Placée sous la responsabilité du commissaire Glenn Micallef, chargé de l’équité intergénérationnelle, de la jeunesse, de la culture, et du sport, cette initiative vise à intégrer une perspective de long terme dans la conception des politiques européennes, et à favoriser le dialogue entre citoyens de tous âges, afin d’éviter que les jeunes Européens n’aient à subir à l’avenir le prix de politiques inadaptées élaborées par leurs aînés.
Véritable contrat d’équité intergénérationnelle, cette stratégie a été élaborée en collaboration avec un panel de 150 citoyens issus des 27 pays de l’UE, sélectionnés au hasard. Réunis lors de trois week-ends de travail, ils ont contribué à la formulation de 24 recommandations à destination du commissaire Micallef.

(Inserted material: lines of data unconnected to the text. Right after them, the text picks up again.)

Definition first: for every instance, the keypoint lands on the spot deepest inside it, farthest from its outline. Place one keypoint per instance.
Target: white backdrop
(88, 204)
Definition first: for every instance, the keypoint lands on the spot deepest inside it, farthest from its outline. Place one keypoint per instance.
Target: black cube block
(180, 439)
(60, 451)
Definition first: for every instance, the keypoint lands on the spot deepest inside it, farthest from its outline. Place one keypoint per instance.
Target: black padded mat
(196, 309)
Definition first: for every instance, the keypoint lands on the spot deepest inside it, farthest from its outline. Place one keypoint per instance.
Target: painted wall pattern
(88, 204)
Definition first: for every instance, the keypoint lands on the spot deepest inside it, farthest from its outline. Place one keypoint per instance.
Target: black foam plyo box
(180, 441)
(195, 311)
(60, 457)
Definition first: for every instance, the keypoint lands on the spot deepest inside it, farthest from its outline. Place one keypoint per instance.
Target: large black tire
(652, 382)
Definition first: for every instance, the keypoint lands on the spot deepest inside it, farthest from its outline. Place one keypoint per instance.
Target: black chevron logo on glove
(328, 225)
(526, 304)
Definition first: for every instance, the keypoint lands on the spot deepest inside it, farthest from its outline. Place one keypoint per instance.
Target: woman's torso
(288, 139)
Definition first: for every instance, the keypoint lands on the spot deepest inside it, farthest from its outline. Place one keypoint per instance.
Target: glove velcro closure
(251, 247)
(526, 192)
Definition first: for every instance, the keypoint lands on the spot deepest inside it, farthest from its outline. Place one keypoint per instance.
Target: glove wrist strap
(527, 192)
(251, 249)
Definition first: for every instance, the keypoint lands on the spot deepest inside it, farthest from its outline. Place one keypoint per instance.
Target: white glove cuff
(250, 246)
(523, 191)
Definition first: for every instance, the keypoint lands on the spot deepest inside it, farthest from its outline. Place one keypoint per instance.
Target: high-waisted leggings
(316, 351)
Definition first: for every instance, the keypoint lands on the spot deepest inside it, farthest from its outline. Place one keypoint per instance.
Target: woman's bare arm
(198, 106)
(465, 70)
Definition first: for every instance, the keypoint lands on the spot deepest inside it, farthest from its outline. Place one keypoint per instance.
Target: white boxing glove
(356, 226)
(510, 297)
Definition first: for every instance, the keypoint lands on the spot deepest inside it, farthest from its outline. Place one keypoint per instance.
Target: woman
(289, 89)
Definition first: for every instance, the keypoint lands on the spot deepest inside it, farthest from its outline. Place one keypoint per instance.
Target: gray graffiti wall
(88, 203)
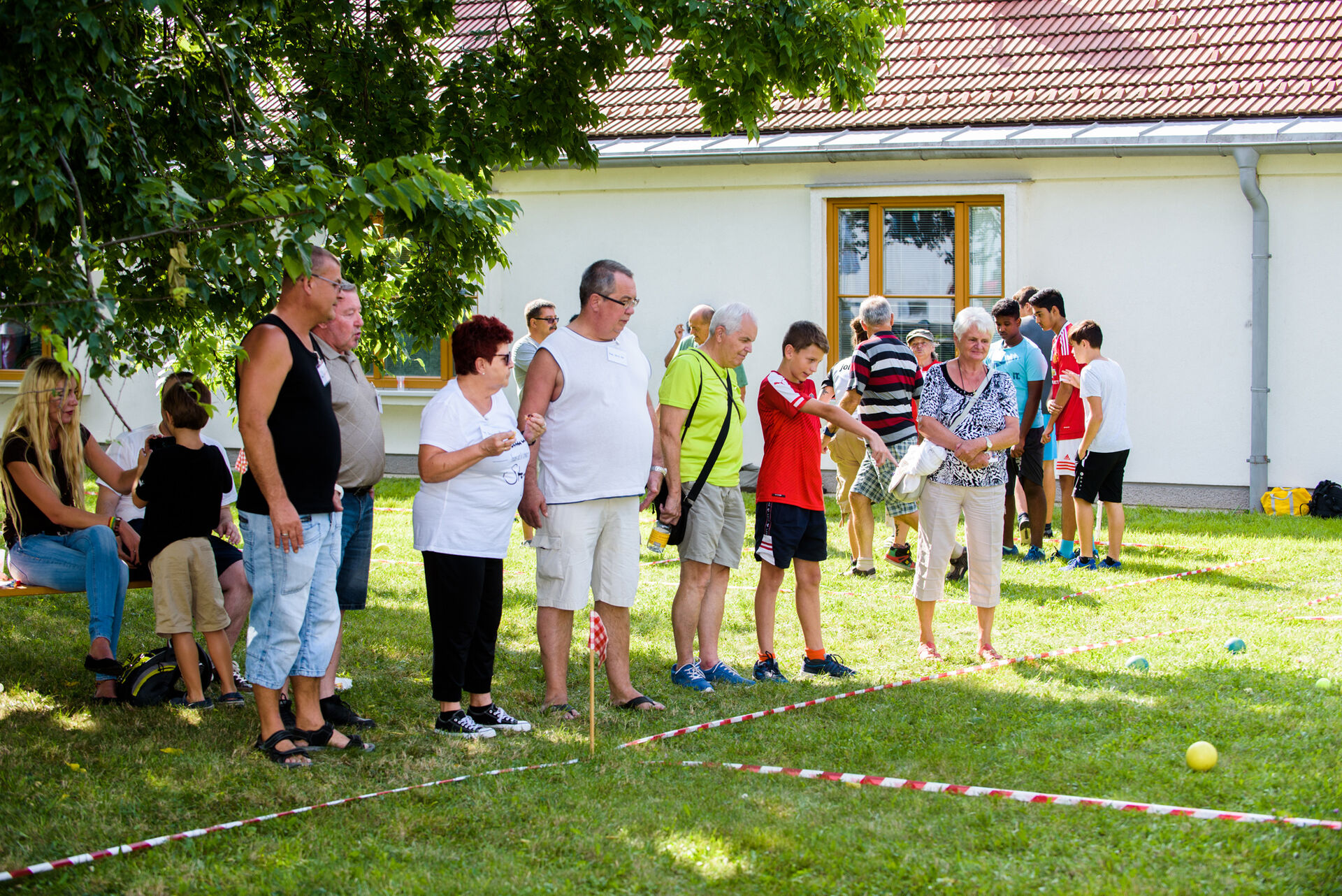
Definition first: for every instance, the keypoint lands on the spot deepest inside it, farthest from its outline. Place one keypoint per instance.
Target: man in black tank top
(289, 512)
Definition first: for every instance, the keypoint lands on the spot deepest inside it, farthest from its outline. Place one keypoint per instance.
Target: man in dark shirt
(289, 512)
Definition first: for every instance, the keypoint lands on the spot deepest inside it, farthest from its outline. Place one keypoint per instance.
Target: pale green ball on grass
(1202, 757)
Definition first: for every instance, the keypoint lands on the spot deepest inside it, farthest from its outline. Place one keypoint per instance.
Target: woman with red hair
(471, 463)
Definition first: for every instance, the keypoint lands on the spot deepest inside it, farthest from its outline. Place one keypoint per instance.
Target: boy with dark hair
(1022, 360)
(182, 489)
(1104, 447)
(1066, 410)
(789, 497)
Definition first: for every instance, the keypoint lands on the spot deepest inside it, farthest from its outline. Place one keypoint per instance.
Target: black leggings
(465, 607)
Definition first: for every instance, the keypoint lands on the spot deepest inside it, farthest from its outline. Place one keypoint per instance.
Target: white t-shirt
(471, 513)
(125, 452)
(1104, 379)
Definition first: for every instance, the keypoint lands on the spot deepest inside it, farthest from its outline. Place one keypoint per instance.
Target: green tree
(167, 161)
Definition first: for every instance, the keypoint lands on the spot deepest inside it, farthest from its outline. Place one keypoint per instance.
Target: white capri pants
(939, 514)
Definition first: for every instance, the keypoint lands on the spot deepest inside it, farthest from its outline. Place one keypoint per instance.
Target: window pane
(854, 250)
(986, 250)
(17, 345)
(920, 251)
(419, 364)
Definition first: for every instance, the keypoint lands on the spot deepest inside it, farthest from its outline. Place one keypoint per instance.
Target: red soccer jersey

Le document présenté par la Commission s'articule autour de trois dimensions :
- L'élaboration des politiques intégrant le long terme et la perspective des jeunes ;
- des opportunités équitables rassemblant les générations autour d'objectifs communs ;
- des territoires inclusifs, attentifs aux disparités entre zones rurales et urbaines.
Parmi les quinze initiatives finalement retenues par l’exécutif européen, Bruxelles prévoit notamment le développement d'un outil d'intelligence artificielle, le Futures Balance Tool, destiné à évaluer l'impact des nouvelles politiques sur la jeunesse dans des domaines aussi variés que l'environnement, l'emploi, la santé ou les retraites. Un indice d'équité intergénérationnelle sera également élaboré afin de mesurer, pays par pays, le degré de protection des intérêts des jeunes générations.
L'initiative « Voix de l'avenir » revêt quant à elle une importance particulière pour les collectivités territoriales : elle prévoit un engagement direct de la Commission avec les autorités locales et régionales autour des enjeux de jeunesse et d'équité territoriale. Cette initiative s'inscrit dans un objectif plus large de réduction des disparités territoriales : la stratégie reconnaît en effet que les jeunes qui grandissent dans des zones rurales ou des quartiers défavorisés font face à des obstacles spécifiques en matière d'accès aux services publics, aux transports et à la connectivité numérique. Les collectivités locales et régionales sont ainsi explicitement appelées à jouer un rôle central dans la mise en œuvre de cette ambition.
Par ailleurs, la Commission prévoit de renforcer les dialogues de la jeunesse, permettant aux jeunes Européens de contribuer directement à l'élaboration des politiques de l'UE, et organisera dans ce cadre la Semaine européenne de la jeunesse 2026 autour des thèmes de la solidarité et de l'équité.
Cette stratégie revêt toutefois un caractère non contraignant : elle encourage les États membres à intégrer une vision à long terme dans leurs processus décisionnels, sans imposer d'obligations juridiques. Un rapport d'avancement est attendu pour 2028.
S’inscrivant dans la droite lignée de la Déclaration des Nations Unies sur les générations futures, cette stratégie témoigne in fine d'une volonté européenne de placer la jeunesse au cœur de la gouvernance à long terme.